This article provides a comprehensive overview of dependability in software systems, focusing on terminology and key concepts. Here's a breakdown of the key points:


Dependability:

  • Refers to the user's confidence in a software system to deliver the expected service reliably.
  • Failures occur when the actual service deviates from the specified desired service.
  • Errors in the system state can lead to failures.
  • Faults are the root cause of errors, arising from programmer mistakes, design flaws, or misunderstanding of requirements.


Approaches to Dependability:

  • Fault Avoidance: Techniques employed to prevent certain types of faults from being introduced in the first place. Examples include using languages with built-in checks like array bounds checking in Java or employing rigorous coding standards.
  • Fault Tolerance: Designing systems with redundant components or mechanisms to handle failures gracefully, ensuring continued operation even if certain components fail. This is crucial for critical systems like airplanes.
  • Error Removal: Applying verification techniques to identify and remove latent errors from the code. This is where software testing plays a vital role.
  • Error Forecasting: Estimating the likelihood of failures based on the program's behavior and testing results. This helps assess the overall reliability of the system.



Dependability Metrics:

  • Reliability: Measures the continuity of correct service, indicating how long a system can operate without failures.
  • Availability: Measures the readiness of the software to respond to user requests, indicating the percentage of time the system is functional.
  • Safety: Focuses on the absence of catastrophic consequences due to software failures.
  • Integrity: Ensures the system remains unaltered and protected from unauthorized access.
  • Maintainability: Ability to modify and repair the software to adapt to changing requirements and ensure long-term functionality.


Critical Systems and Robustness:

  • Critical systems require meticulous planning for failure scenarios, and anticipating potential software, hardware, and environmental issues.
  • Robustness refers to a system's ability to function correctly even under unexpected or adverse conditions.
  • Testing for critical systems needs to incorporate stress tests and simulated failures to ensure the system can handle such situations effectively.


DO-178C and Software Criticality Levels in Avionics Systems

So, the DO-178C standard, formally titled "Software Considerations in Airborne Systems and Equipment Certification," provides guidelines for developing and certifying software used in avionics systems.

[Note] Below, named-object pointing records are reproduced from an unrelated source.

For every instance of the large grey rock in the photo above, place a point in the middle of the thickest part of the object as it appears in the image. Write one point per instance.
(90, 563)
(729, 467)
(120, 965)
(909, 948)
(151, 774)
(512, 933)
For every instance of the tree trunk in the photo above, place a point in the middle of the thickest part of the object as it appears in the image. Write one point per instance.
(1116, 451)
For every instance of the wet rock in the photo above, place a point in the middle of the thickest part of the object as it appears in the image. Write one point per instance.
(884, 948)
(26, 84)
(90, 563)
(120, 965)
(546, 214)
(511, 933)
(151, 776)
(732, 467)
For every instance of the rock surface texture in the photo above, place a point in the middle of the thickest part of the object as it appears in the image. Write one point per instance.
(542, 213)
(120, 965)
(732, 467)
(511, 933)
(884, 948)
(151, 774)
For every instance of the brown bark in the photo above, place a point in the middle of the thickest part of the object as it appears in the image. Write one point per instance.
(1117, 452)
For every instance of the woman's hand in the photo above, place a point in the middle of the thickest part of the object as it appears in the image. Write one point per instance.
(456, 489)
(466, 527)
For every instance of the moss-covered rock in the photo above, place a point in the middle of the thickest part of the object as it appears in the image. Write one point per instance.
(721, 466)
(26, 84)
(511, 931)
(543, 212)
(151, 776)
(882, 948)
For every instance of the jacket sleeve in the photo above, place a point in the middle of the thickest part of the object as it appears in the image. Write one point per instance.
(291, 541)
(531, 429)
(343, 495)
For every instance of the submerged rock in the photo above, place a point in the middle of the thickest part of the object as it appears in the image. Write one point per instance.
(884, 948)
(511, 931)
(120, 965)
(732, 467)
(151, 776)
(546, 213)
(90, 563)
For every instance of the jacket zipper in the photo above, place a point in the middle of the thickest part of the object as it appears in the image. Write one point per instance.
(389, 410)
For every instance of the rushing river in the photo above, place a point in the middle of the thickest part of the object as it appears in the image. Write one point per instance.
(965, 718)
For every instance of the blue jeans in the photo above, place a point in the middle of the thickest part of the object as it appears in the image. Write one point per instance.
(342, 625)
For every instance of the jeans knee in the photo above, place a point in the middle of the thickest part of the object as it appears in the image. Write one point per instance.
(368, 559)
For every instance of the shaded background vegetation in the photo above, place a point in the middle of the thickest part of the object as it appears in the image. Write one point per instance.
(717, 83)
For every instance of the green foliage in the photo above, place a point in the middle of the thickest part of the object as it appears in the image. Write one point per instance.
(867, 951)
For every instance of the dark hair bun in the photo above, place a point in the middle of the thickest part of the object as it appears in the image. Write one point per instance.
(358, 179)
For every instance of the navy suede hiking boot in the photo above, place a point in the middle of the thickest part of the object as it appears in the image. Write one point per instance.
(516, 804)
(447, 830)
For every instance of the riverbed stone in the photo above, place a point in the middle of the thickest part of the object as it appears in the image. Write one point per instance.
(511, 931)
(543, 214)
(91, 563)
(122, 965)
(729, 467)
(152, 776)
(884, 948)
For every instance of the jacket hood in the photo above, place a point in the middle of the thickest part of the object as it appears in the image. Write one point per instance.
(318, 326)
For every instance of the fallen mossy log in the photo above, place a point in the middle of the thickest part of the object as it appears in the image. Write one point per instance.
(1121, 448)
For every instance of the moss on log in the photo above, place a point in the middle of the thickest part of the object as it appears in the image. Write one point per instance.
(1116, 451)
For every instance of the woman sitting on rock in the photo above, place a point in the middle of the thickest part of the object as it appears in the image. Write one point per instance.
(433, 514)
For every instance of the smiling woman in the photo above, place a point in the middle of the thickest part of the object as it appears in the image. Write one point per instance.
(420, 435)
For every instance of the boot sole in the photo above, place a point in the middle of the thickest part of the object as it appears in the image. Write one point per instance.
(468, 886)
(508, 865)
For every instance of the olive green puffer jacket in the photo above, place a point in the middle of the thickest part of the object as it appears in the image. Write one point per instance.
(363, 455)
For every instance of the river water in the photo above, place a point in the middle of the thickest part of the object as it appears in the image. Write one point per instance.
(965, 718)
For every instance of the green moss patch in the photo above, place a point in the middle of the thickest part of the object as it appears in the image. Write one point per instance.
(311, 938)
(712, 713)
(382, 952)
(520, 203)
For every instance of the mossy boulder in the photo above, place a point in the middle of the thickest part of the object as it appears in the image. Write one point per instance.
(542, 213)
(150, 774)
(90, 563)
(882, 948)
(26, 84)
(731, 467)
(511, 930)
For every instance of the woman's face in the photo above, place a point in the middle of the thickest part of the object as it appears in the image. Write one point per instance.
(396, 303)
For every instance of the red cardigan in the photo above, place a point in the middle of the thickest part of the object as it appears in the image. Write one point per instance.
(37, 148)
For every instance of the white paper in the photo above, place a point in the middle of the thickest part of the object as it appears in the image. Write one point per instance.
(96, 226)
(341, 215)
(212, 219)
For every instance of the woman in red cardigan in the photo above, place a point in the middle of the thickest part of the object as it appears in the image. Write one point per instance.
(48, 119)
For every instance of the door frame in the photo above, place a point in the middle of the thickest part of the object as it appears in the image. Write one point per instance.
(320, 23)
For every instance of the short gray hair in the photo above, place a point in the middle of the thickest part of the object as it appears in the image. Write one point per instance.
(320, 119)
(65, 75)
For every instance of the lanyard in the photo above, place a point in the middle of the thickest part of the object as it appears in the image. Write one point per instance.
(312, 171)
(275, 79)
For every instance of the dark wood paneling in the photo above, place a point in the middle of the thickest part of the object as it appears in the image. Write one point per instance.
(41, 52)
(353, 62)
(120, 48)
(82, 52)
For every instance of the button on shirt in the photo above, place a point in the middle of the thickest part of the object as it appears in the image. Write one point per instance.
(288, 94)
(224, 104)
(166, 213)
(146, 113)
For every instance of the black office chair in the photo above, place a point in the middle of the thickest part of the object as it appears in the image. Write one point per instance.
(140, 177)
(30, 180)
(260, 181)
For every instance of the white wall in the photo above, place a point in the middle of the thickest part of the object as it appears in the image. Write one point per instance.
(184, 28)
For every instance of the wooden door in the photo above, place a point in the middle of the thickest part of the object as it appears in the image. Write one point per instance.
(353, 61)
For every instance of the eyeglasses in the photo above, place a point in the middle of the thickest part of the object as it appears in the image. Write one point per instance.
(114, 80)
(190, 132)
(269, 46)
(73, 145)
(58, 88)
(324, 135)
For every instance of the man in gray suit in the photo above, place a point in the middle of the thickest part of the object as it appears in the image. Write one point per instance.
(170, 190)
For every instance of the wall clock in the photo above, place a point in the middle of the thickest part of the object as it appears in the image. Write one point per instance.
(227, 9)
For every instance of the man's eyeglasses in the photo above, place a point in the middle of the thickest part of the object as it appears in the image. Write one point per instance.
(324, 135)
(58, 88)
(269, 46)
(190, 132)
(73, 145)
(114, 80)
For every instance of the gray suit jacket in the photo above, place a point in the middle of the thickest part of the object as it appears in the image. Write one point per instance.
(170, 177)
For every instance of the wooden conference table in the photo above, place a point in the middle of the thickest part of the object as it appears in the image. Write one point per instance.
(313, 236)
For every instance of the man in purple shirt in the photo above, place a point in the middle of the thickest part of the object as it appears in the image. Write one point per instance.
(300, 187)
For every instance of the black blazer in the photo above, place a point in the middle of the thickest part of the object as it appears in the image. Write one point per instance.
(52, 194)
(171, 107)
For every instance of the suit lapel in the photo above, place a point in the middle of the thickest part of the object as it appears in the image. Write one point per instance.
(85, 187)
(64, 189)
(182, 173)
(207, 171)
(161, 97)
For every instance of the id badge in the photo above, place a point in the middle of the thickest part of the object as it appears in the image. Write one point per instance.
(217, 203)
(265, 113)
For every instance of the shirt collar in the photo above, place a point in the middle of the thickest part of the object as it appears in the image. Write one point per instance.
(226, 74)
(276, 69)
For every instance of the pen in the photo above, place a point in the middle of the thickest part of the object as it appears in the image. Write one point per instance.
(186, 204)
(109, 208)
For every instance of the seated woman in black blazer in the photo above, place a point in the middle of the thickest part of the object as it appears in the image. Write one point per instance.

A key aspect of this standard is classifying software based on its criticality, which determines the rigor of the development and verification processes required.


DO-178C defines five criticality levels:

  • Catastrophic: Failure of the software could lead to a crash or severe injury.
  • Hazardous: Failure could significantly impact safety or performance, making it difficult for the crew to operate the aircraft.
  • Major: Failure would increase crew workload or cause passenger discomfort.
  • Minor: Failure would be noticeable but have minimal impact on safety or operation.
  • No Effect: Failure would have no impact on the aircraft or crew.

The criticality level of a software component determines the following:

  • Development processes: Higher criticality levels require more stringent development processes, such as formal methods and rigorous code reviews.
  • Verification and testing: More extensive testing and analysis are required for higher criticality levels.
  • Documentation: More detailed documentation is required for higher criticality levels.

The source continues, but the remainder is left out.